Parser generators come in different flavours. This is because after the language is parsed we still have to do something with the parsed instructions. There are two choices. For a compiler, we generate the machine code instructions which our particular computer needs in order to execute the program. Alternatively we can execute the instructions as we parse them, in accordance with the input data. This is becoming a commonly used technique and such a program is called an interpreror. Writing compilers requires detailed knowledge of machine langue and is a highly speciased job done only within computer manufacturing companies these days. However interpretors can use other compiler languages or other interpreted languages to perform their instructions.
In this course we write a parser generator in the Tcl language. Compiler/parser generators exist written in C and C++ on virtually every hardware platform. The standard program used today is called Bison, another copmmonly used is Lemon. But for those who do not want to maintain a C/C++ development environment, but still want to play around with syntax and parsing, either from a teaching or an experimental viewpoint a Tcl parser generator is a useful program. As such it will only ever be a toy. When an industrial strength parser is required recourse must be made to Bison or Lemon . These programs are open source and available from GNU.

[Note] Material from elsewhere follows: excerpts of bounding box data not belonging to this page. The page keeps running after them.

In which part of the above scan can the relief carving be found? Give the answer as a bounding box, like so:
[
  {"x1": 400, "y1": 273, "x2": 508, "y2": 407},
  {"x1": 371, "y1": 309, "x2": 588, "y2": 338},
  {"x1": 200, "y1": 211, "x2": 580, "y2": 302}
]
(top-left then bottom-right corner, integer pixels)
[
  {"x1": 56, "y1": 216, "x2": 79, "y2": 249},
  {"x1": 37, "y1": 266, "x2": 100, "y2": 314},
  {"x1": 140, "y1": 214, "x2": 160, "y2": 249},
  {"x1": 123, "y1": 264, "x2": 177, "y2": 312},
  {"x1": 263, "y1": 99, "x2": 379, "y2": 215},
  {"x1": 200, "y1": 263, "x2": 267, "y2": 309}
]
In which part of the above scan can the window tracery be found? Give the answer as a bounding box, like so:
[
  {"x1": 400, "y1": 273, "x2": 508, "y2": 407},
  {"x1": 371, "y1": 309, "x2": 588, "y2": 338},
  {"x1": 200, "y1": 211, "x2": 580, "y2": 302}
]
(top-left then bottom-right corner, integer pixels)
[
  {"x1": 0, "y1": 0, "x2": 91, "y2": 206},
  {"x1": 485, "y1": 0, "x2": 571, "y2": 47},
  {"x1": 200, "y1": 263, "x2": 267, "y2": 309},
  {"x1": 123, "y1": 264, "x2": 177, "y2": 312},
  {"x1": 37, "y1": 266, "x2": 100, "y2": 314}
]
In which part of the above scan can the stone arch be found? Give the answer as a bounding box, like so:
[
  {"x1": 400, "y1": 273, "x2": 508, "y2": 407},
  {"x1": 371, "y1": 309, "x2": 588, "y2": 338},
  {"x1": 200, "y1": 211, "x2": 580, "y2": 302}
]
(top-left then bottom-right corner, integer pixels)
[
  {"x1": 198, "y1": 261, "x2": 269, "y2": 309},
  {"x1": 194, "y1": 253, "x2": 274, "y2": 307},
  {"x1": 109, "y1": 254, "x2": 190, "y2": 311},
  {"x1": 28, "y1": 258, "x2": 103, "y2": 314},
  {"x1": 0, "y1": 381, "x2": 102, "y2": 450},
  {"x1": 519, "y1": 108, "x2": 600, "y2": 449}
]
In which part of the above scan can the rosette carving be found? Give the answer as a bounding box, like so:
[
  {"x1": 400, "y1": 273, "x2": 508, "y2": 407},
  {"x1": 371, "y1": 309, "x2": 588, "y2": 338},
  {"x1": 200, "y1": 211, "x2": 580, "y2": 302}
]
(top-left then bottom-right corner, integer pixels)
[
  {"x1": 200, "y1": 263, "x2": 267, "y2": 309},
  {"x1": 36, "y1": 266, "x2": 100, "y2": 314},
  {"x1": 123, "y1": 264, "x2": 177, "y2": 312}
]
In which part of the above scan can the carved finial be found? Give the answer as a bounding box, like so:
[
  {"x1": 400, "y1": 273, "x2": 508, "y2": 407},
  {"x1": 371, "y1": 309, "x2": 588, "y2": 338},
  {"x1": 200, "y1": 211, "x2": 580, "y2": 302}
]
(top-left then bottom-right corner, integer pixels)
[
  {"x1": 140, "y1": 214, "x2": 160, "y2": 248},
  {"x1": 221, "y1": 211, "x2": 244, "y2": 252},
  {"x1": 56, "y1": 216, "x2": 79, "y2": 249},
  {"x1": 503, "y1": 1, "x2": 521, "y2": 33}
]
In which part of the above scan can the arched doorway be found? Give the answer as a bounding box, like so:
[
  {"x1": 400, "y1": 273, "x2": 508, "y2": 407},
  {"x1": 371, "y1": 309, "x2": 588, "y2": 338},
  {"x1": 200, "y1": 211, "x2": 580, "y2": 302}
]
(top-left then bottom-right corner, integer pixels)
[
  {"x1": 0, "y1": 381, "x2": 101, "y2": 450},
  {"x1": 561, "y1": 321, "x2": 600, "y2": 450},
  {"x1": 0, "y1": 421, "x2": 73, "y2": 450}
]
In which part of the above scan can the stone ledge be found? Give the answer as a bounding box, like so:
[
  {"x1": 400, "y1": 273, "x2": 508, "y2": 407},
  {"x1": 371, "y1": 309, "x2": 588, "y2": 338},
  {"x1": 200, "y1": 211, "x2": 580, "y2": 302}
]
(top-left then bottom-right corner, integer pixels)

A parser generator is a complex program computationally. Indeed it is one of the more testing computational tasks, so this is not a trivial exercise. In order to cut the task into small manageable pieces we take the same approach as the early writers of compiler compilers. This is a bootstrap approach which assumes we may have to write the language in assembly code. Fortunately we dont have to do this. The process is split into two stages, following the early work of McKeeman, Horning and Wortman , "A Compiler Generator" (Prentice Hall 1970), probably long since out of print. In this model the syntax analyser reads the syntax rules and produces a table. The compiler consists of a scanner which uses the table to check the syntax of the program, together with an attached list of instructions saying what to do when each syntax element has been completely recognised. This can be a collection of user supplied procedures. In this model the syntax rules are seperated from the semantic rules which say how the syntax structure is to be interpreted.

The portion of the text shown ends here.